(Fr. quatuor, quartette; Ger. Quartett; It. quartetto).
A composition or part of a composition for four voices or instruments, or a group that performs such a composition. Many chansons, madrigals and polyphonic lieder of the 16th century and glees of the 17th century are vocal quartets. Partsongs, sometimes (like Pearsall’s madrigals) imitating an earlier form, continue the tradition of writing for such combinations through the Classical and Romantic periods. Vocal quartets, like duets and trios, figured prominently in 19th-century domestic music, sometimes in an accompanied form, as in Brahms’s two sets of Liebeslieder waltzes with piano duet or his Zigeunerlieder and Schumann’s Spanisches Liederspiel with piano solo. Accompanied quartet cycles like Liza Lehmann’s once popular In a Persian Garden and Stanford’s The Princess were part of a sizable literature now almost totally neglected. Quartets for unaccompanied male voices were also common (e.g. by Schumann, Brahms and Niels Gade).
Vocal quartets accompanied by orchestra are frequent in opera and oratorio from the 18th century onwards. Handel’s ‘Why dost thou untimely grieve?’ in Semele is an early example of a form that was subsequently developed as a dramatic confrontation of characters. Independent lines of thought and action on the part of four characters were skilfully portrayed in the music both in ensembles forming an independent number like Mozart’s ‘Andrò, ramingo e solo’ in Idomeneo and ‘Non ti fidar, o misera’ in Don Giovanni and Beethoven’s ‘Mir ist so wunderbar’ in Fidelio, and in those that are an integral part of a scene such as the quartets in Verdi’s Rigoletto and Otello. Settings of the mass in the Classical period, particularly in Austria, frequently make use of a quartet of solo voices. In his Ninth Symphony Beethoven transferred the device to symphonic music. (For the history of the vocal quartet, see G. Rienäcker, ‘Quartett’, MGG2.)

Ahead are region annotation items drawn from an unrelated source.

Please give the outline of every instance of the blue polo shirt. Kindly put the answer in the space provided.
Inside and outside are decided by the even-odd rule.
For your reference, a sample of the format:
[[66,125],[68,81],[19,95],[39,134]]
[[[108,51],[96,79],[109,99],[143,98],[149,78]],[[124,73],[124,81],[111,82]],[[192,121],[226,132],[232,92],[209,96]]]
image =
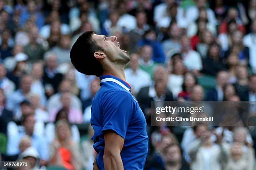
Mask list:
[[146,124],[131,86],[111,75],[100,78],[101,87],[93,98],[91,113],[97,165],[104,169],[103,132],[112,130],[124,139],[120,153],[124,169],[143,170],[148,153]]

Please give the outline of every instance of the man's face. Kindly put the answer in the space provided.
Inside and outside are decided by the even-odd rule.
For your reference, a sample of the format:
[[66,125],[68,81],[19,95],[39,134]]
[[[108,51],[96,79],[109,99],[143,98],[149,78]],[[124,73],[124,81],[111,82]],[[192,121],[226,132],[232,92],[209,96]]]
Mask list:
[[103,49],[103,51],[99,52],[100,55],[105,54],[113,62],[126,64],[130,61],[127,52],[120,48],[119,42],[117,41],[116,37],[93,34],[92,38]]

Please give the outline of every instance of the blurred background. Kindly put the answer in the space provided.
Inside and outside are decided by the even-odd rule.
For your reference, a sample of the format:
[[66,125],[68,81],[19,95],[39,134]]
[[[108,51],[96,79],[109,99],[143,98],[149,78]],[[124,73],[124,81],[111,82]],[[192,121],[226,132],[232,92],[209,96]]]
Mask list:
[[126,80],[148,124],[146,170],[256,169],[255,126],[150,120],[151,101],[256,101],[256,0],[0,0],[0,160],[92,169],[100,81],[69,58],[89,30],[116,36],[131,58]]

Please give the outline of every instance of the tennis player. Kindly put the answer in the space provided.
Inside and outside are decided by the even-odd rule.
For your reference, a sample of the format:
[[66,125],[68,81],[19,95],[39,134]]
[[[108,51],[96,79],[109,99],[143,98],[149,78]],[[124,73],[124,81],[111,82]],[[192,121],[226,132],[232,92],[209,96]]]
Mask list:
[[70,51],[75,68],[100,77],[101,88],[92,106],[95,170],[143,170],[148,152],[145,118],[125,81],[130,60],[115,36],[85,32]]

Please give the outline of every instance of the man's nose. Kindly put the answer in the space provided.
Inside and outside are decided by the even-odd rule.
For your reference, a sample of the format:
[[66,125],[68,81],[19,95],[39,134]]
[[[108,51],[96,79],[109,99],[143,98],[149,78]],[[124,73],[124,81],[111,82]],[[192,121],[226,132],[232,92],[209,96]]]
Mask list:
[[116,41],[117,38],[115,36],[112,36],[111,37],[109,37],[109,38],[111,40],[111,41]]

The most important chamber music forms are the String quartet (two violins, viola, cello) and the Piano quartet (piano, violin, viola, cello); these repertories are discussed in separate entries. Closely related to the early string quartet are the many 18th-century works in which one of the violins of the string quartet was replaced by a wind instrument, notably the oboe and flute quartets of J.C. Bach, Vanhal and Mozart or the clarinet quartets of Carl Stamitz and J.N. Hummel. In many of these compositions the wind instrument is treated in a more soloistic manner than would be usual in a string quartet, more in fact in the manner of the quatuor brillant (with a virtuoso first violin part). Sometimes both violins were replaced, as in J.C. Bach’s quartets for two flutes, viola and cello.
Wind instruments tend to combine with the piano less well than with strings, but there is a handful of quartets for piano and wind, including works by Franz Berwald (with clarinet, horn and bassoon) and Florent Schmitt (with oboe, clarinet and bassoon). For keyboard with mixed ensemble there are various significant 20th-century works such as Hindemith’s quartet for piano, clarinet, violin and cello (1938), Messiaen’s Quatuor pour le fin du temps for the same combination, and Webern’s op.22 for tenor saxophone, clarinet, violin and piano.
The repertory of quartets for wind instruments alone is similarly varied in instrumentation. In their divertimentos and cassations Haydn and his contemporaries tended to combine pairs of instruments – two flutes and two horns or two clarinets with two horns, for instance. Rossini’s quartets for flute, clarinet, bassoon and horn are mostly arrangements. There are 20th-century works for four different wind instruments by Frank Bridge, Jean Françaix, Egon Wellesz, H.E. Apostel and Henk Badings.